Ce résultat fut salué à travers toute l'Europe comme une étape décisive du processus d'élargissement en cours, Malte étant le premier pays candidat dont la population se prononçait publiquement. Aussi la présidence de l'Union européenne, assurée par les autorités hellènes, a-t-elle exprimé son « absolue satisfaction » en déclarant : « Par cette conclusion positive, les Maltais ont pris la décision historique de rejoindre la famille européenne ».

Malgré son indéniable portée politique, le référendum ne possède cependant, en vertu de la constitution maltaise, aucune force juridique contraignante, puisqu'il n'a qu'une valeur consultative. Seul le Parlement maltais, la Chambre des représentants, dispose en effet du pouvoir de ratifier le traité d'adhésion. Dès 1998, lorsque le gouvernement nationaliste a évoqué l'éventualité d'une consultation référendaire, le Parti travailliste maltais avait ainsi pu déclarer qu'il ne se considérerait pas lié par les résultats qui en sortiraient ; il ne s'est jamais départi depuis de cette attitude.

B. Un débat recommencé

1) La contestation des résultats référendaires

Or, loin de relativiser la valeur du résultat obtenu, les opposants maltais à l'adhésion ont pris l'opinion insulaire au dépourvu le soir du 9 mars 2003, en annonçant que les chiffres constatés allaient jusqu'à marquer une victoire de leur propre camp. Pour ce faire, ils rapportaient les suffrages en faveur du « oui » à l'ensemble des électeurs inscrits ; même avec un taux d'abstention relativement faible à 9 %, la majorité absolue de 53,65 % des suffrages exprimés se trouve ainsi ramenée à une majorité
- seulement relative - d'environ 48 % des inscrits. A contrario, les opposants disposeraient d'une sorte de majorité silencieuse dans l'île.

Quoi qu'il faille penser de ces démonstrations d'arithmétique électorale, les travaillistes maltais annonçaient ainsi nettement que, s'ils devaient revenir au pouvoir à l'occasion des élections législatives, ils ignoreraient délibérément le résultat du référendum.

2) La convocation d'élections législatives pour le 12 avril 2003

Aussi le gouvernement maltais, plutôt que de laisser les autorités communautaires dans l'expectative, a décidé de mettre fin au malaise politique qui menaçait de se prolonger. Certes, les pouvoirs du Parlement actuel n'expirent qu'en janvier 2004, mais attendre jusque-là n'aurait sans doute fait qu'aggraver la crise institutionnelle. Prenant acte de la position des opposants à l'adhésion, le Premier ministre, M. Edward Fenech Adami, a donc convoqué des élections législatives anticipées pour le 12 avril. C'était la date la plus rapprochée qu'il pouvait retenir.

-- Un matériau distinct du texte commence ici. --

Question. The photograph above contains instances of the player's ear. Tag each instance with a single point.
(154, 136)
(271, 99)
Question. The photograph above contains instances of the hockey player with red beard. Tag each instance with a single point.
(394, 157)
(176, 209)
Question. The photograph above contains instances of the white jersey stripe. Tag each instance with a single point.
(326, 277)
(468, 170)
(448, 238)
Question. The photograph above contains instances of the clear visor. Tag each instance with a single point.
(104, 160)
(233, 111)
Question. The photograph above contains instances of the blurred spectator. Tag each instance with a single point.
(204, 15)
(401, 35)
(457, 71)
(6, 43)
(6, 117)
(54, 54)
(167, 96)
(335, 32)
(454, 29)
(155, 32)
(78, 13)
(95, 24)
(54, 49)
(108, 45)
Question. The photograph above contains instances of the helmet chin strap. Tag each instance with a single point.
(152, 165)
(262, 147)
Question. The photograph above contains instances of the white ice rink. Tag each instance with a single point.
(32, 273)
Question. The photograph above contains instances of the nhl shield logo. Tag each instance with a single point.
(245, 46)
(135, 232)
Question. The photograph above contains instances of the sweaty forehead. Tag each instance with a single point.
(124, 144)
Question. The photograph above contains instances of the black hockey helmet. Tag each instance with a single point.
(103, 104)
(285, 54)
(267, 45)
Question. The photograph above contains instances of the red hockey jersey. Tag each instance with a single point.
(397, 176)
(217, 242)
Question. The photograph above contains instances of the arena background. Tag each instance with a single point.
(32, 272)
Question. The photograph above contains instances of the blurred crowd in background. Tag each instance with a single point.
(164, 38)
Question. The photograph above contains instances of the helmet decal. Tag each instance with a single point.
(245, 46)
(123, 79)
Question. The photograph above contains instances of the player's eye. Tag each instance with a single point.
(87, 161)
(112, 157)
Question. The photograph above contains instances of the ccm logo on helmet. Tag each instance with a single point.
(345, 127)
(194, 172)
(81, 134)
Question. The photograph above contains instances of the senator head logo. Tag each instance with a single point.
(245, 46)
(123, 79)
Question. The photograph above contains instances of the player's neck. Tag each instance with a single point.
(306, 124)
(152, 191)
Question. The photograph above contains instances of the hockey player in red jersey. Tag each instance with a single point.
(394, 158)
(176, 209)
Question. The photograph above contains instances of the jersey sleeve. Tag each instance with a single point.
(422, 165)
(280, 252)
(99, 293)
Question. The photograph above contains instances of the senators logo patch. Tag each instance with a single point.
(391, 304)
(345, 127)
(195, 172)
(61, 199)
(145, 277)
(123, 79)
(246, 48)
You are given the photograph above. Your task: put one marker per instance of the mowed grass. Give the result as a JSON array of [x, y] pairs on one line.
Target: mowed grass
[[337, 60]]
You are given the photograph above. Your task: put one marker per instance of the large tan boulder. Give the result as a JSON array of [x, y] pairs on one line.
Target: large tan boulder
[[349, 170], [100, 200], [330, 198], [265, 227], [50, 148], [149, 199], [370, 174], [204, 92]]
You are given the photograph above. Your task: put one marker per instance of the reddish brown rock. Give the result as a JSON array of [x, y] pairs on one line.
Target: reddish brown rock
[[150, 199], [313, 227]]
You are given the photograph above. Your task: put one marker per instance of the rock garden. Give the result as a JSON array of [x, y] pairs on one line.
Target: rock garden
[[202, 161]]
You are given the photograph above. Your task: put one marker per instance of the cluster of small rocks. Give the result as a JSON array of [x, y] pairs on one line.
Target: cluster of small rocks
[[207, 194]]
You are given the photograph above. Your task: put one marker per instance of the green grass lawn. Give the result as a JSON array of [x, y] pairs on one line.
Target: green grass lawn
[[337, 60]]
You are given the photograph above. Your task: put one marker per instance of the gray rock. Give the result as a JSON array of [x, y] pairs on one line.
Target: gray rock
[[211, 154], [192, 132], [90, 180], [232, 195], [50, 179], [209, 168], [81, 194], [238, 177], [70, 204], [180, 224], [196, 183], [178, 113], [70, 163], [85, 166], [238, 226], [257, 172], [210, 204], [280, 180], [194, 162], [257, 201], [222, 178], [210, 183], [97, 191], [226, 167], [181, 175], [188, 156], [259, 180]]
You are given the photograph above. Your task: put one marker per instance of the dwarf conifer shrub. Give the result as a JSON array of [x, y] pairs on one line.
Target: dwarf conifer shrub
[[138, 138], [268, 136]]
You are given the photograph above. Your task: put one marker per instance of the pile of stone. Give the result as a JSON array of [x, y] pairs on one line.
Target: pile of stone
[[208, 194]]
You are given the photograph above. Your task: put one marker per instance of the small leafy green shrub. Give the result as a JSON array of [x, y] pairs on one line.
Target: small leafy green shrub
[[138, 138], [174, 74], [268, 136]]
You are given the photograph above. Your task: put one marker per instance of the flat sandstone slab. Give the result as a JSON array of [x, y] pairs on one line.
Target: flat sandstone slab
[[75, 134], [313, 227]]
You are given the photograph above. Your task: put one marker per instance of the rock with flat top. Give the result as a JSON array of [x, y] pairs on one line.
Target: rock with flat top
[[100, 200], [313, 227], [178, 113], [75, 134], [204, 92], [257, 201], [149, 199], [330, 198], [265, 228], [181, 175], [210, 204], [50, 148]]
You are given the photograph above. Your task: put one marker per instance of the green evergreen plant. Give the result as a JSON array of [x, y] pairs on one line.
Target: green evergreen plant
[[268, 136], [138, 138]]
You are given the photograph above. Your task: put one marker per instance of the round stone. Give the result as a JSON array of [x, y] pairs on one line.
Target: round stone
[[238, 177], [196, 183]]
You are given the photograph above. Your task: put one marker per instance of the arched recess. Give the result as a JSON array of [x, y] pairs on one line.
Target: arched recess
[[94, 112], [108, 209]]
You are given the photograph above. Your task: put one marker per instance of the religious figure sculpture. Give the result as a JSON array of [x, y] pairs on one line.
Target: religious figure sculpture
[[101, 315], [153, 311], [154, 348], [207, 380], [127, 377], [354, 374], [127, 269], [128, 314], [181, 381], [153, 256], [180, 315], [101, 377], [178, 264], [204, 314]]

De cette manière, la composition du nouveau Parlement maltais sera connue lorsque aura lieu à Athènes la cérémonie de signature du traité d'adhésion, le 16 avril 2003. Les partenaires de Malte seront ainsi assurés que son nouveau gouvernement sera en mesure d'honorer la signature qu'il apposera le cas échéant au bas du traité.

Les tensions politiques que suscite encore l'adhésion à l'Union européenne ne doivent cependant pas occulter les données de fond, qui plaident plutôt en faveur de l'adhésion de Malte.

DEUXIEME PARTIE :
UNE CANDIDATURE POURTANT SOLIDE ET BIEN NEGOCIEE

Contrairement à d'autres Etats concernés par l'actuelle vague d'adhésion, Malte est un pays dont le niveau de vie est déjà assez élevé, puisqu'il est comparable à celui de la Grèce ou du Portugal, avec un PIB de 11 100 €/habitant en 2001. Les difficultés que pouvait soulever la perspective d'adhésion sont donc propres à la position géopolitique du pays, qui en fait au demeurant pour l'avenir un possible trait d'union entre l'Union européenne et la Méditerranée orientale.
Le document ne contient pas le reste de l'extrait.